If we talk about Linux when we execute the ping command, it doesn't stop until we force it with CTRL + C. But when you need this to happen in Windows for continuous scanning, the solution is to use the command as below with the -t attribute:

ping -t google.com

In this way the requests will not stop, a continuous ping will be achieved until we force it to stop with a keyboard combination. Although it is very simple, sometimes we forget it, but with constant use we will learn it and we will not have problems with the command stopping fast.

powershell ping parameter t google

If instead of constantly pinging we only want it to do a certain number of times we use the -n parameter, this limits the number of packets sent. The following example limits it to 100 packages.

ping -n 100 google.com

In this case, only 100 requests will be sent to Google domain.

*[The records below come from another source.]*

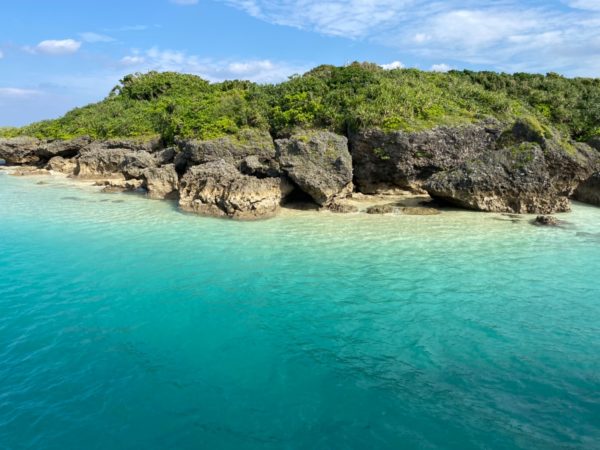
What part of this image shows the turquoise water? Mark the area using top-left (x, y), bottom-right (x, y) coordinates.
top-left (0, 172), bottom-right (600, 449)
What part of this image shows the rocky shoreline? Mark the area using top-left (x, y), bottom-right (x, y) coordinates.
top-left (0, 120), bottom-right (600, 219)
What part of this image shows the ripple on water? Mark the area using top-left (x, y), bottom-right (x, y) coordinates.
top-left (0, 176), bottom-right (600, 449)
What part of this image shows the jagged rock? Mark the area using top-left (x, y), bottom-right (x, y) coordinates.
top-left (400, 206), bottom-right (441, 216)
top-left (424, 122), bottom-right (597, 214)
top-left (154, 147), bottom-right (177, 166)
top-left (37, 137), bottom-right (92, 161)
top-left (101, 138), bottom-right (163, 153)
top-left (75, 143), bottom-right (156, 179)
top-left (179, 160), bottom-right (292, 219)
top-left (142, 164), bottom-right (179, 199)
top-left (367, 203), bottom-right (398, 214)
top-left (350, 121), bottom-right (503, 194)
top-left (9, 166), bottom-right (50, 177)
top-left (533, 216), bottom-right (560, 227)
top-left (96, 178), bottom-right (144, 193)
top-left (175, 129), bottom-right (275, 173)
top-left (240, 155), bottom-right (281, 178)
top-left (327, 202), bottom-right (358, 214)
top-left (0, 137), bottom-right (46, 164)
top-left (588, 136), bottom-right (600, 152)
top-left (275, 131), bottom-right (353, 205)
top-left (574, 172), bottom-right (600, 206)
top-left (46, 156), bottom-right (77, 175)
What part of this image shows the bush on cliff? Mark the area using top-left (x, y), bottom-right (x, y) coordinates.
top-left (0, 63), bottom-right (600, 142)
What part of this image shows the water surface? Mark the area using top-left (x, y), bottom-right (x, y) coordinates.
top-left (0, 172), bottom-right (600, 449)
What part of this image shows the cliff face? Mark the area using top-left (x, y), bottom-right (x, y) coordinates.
top-left (0, 124), bottom-right (600, 219)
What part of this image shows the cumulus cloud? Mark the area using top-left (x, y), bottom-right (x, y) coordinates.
top-left (30, 39), bottom-right (81, 56)
top-left (0, 87), bottom-right (40, 98)
top-left (381, 61), bottom-right (404, 70)
top-left (79, 31), bottom-right (115, 44)
top-left (220, 0), bottom-right (600, 76)
top-left (119, 47), bottom-right (309, 83)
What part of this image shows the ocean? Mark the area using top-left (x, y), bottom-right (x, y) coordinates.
top-left (0, 172), bottom-right (600, 450)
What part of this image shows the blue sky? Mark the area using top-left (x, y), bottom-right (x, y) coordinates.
top-left (0, 0), bottom-right (600, 126)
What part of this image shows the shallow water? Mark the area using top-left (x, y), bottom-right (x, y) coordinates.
top-left (0, 172), bottom-right (600, 449)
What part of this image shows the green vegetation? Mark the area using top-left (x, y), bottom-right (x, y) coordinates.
top-left (0, 63), bottom-right (600, 143)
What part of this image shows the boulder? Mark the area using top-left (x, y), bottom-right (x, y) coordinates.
top-left (573, 172), bottom-right (600, 206)
top-left (424, 140), bottom-right (593, 214)
top-left (0, 137), bottom-right (46, 164)
top-left (37, 137), bottom-right (92, 161)
top-left (75, 143), bottom-right (156, 179)
top-left (533, 216), bottom-right (560, 227)
top-left (275, 131), bottom-right (353, 205)
top-left (142, 164), bottom-right (179, 199)
top-left (46, 156), bottom-right (77, 175)
top-left (95, 178), bottom-right (144, 194)
top-left (175, 129), bottom-right (275, 173)
top-left (179, 160), bottom-right (293, 219)
top-left (350, 121), bottom-right (503, 194)
top-left (367, 203), bottom-right (398, 214)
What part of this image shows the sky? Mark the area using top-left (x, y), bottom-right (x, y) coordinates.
top-left (0, 0), bottom-right (600, 126)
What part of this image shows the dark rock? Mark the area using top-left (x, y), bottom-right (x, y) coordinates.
top-left (573, 172), bottom-right (600, 206)
top-left (75, 144), bottom-right (156, 179)
top-left (175, 130), bottom-right (275, 173)
top-left (46, 156), bottom-right (77, 175)
top-left (142, 164), bottom-right (179, 199)
top-left (240, 155), bottom-right (281, 178)
top-left (534, 216), bottom-right (560, 227)
top-left (0, 137), bottom-right (46, 164)
top-left (275, 131), bottom-right (353, 205)
top-left (350, 122), bottom-right (503, 194)
top-left (37, 137), bottom-right (92, 161)
top-left (96, 178), bottom-right (144, 194)
top-left (327, 202), bottom-right (358, 214)
top-left (179, 160), bottom-right (292, 219)
top-left (400, 206), bottom-right (441, 216)
top-left (154, 147), bottom-right (177, 166)
top-left (424, 123), bottom-right (597, 214)
top-left (366, 203), bottom-right (398, 214)
top-left (588, 136), bottom-right (600, 152)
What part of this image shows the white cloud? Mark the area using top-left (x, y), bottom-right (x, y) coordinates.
top-left (119, 47), bottom-right (309, 83)
top-left (566, 0), bottom-right (600, 11)
top-left (220, 0), bottom-right (600, 76)
top-left (79, 31), bottom-right (115, 44)
top-left (31, 39), bottom-right (81, 55)
top-left (381, 61), bottom-right (404, 70)
top-left (431, 63), bottom-right (452, 72)
top-left (0, 88), bottom-right (40, 98)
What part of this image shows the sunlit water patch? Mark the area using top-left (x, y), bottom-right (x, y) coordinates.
top-left (0, 172), bottom-right (600, 449)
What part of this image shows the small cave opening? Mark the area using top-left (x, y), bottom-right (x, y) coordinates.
top-left (284, 186), bottom-right (319, 211)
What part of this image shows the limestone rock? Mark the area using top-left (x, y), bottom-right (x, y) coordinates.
top-left (75, 144), bottom-right (156, 179)
top-left (0, 137), bottom-right (46, 164)
top-left (574, 172), bottom-right (600, 206)
top-left (350, 121), bottom-right (503, 194)
top-left (424, 123), bottom-right (597, 214)
top-left (142, 164), bottom-right (179, 199)
top-left (175, 130), bottom-right (275, 173)
top-left (275, 131), bottom-right (353, 205)
top-left (46, 156), bottom-right (77, 175)
top-left (37, 137), bottom-right (92, 161)
top-left (179, 160), bottom-right (292, 219)
top-left (533, 216), bottom-right (559, 227)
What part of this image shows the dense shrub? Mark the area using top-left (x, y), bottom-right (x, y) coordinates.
top-left (0, 63), bottom-right (600, 142)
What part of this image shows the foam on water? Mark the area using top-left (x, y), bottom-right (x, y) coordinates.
top-left (0, 172), bottom-right (600, 449)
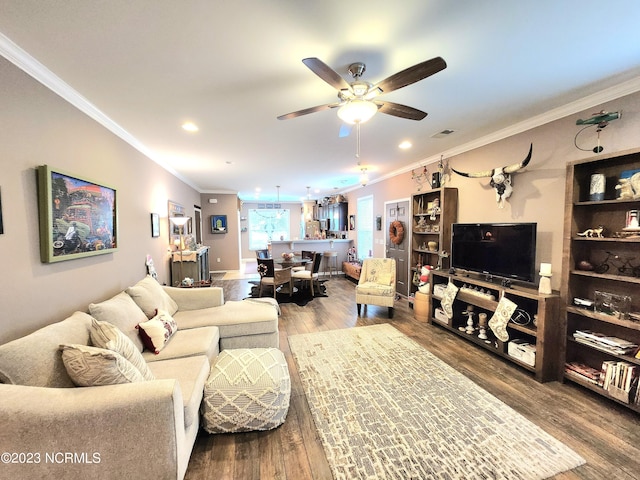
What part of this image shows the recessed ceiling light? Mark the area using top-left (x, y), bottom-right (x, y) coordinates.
top-left (431, 128), bottom-right (455, 138)
top-left (182, 122), bottom-right (199, 132)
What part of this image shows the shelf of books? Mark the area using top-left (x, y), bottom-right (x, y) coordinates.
top-left (561, 149), bottom-right (640, 412)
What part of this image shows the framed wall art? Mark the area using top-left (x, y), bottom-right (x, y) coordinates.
top-left (38, 165), bottom-right (118, 263)
top-left (0, 186), bottom-right (4, 235)
top-left (211, 215), bottom-right (227, 233)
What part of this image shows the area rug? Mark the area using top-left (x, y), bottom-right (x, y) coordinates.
top-left (289, 325), bottom-right (585, 480)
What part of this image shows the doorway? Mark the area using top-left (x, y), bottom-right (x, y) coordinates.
top-left (385, 199), bottom-right (411, 297)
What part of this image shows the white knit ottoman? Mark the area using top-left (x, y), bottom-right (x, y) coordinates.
top-left (202, 348), bottom-right (291, 433)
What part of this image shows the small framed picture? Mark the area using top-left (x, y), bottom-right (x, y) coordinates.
top-left (151, 213), bottom-right (160, 238)
top-left (211, 215), bottom-right (227, 233)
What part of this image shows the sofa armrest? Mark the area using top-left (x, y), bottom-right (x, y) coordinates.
top-left (0, 380), bottom-right (189, 479)
top-left (162, 286), bottom-right (224, 311)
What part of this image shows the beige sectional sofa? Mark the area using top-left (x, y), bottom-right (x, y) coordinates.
top-left (0, 277), bottom-right (279, 480)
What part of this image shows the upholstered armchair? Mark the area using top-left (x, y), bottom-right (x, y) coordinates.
top-left (257, 258), bottom-right (293, 298)
top-left (292, 253), bottom-right (322, 297)
top-left (356, 258), bottom-right (396, 318)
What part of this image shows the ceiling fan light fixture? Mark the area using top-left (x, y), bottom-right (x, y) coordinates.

In any case we can use either the classic Windows terminal or the more modern PowerShell terminal since the command is the same.

powershell ping parameter n google

Stop command execution

To stop ping use the key combination:

CTRL + C

stop ping

If we don't stop the command with the above combination, the stats won't show up, so simply closing the window isn't the best idea if we need them.

How else can we use this parameter?

  • In the case of monitoring, if we run the command throughout the day, in the end we can stop it and check if there is any network problem.
  • In other cases we can use it to see at what time or on which days there is more congestion of our Internet connection or any Network.
  • We can diagnose our local network and detect if the problem is in our local network or if it is our provider's fault in case of Internet failures.
  • It is the easiest way to know if a server is available within our local network or on the Internet.
  • We can diagnose DNS indirectly, because if the ping command to a domain does not resolve to an IP address it could indicate DNS problems.

What do the statistics refer to when stopping execution?

Firstly, it shows us the IP address, followed by the number of UDP packets that were sent and of those few that were received. In case one is not received it is called a lost package. In the case of a good connection always or 99% of the time it must be zero.

Times are in milliseconds (0.001 seconds = 1 millisecond):

  • minimum: Refers to what was the shortest response time of a package sent during the entire execution of the command.
  • maximum: This is the maximum time that any package takes without counting lost packages.
  • mean: It is the average of all the times until finishing the execution.

Regarding the information of the packages, if 5 packages are sent, the ideal is to receive 5 packages, otherwise they count as lost packages and the latter means that we send a signal, but we do not receive a response from the server. If the percentage of lost packets is greater than 0% it could indicate connection problems on our part or on the part of the server. In some cases that we do not receive a response does not mean that we do not have a connection to the server, this could be because many servers or IP addresses have the ICMP protocol blocked. What we have to do to verify is simply try another server or send the ping from another computer on a different network.